Former Masters Champion George Archer Battled Secret Life-long Illiteracy; Moving First-Person Account Written by Archer's Wife Appears in the March/April Issue of Golf For Women

NEW YORK--()--Feb. 14, 2006--In an exclusive report appearing in the March/April issue of Golf For Women, Donna Archer, wife of the late 1969 Masters Champion George Archer, writes about her husband's life-long struggle with illiteracy.

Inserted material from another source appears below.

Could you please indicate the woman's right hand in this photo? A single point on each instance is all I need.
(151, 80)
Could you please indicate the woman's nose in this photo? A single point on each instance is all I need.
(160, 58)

In the moving first-person account "The Secret They Shared," Donna Archer reveals her husband's disability and describes the great lengths they took throughout his professional career to hide it from the public. "George's illiteracy caused him terrible anxiety, even in victory. He kept many potential sponsors at arm's length for fear that he might be asked to read a speech or write a few words," writes Archer about her husband who died last year of Burkitt's, a rare form of non-Hodgkin's lymphoma.

Though Archer admits that her husband was deeply embarrassed by his illiteracy, she reports that if evaluated today, he would probably be diagnosed with severe dyslexia exacerbated by a non-verbal learning disability. Archer goes on to describe George's reluctance to defend his Masters title in the piece, "He even worried about going back to Augusta to defend his title in 1970, because he was afraid that fans would want him to personalize the autographs he signed or that he'd have to read some prepared sentences on television."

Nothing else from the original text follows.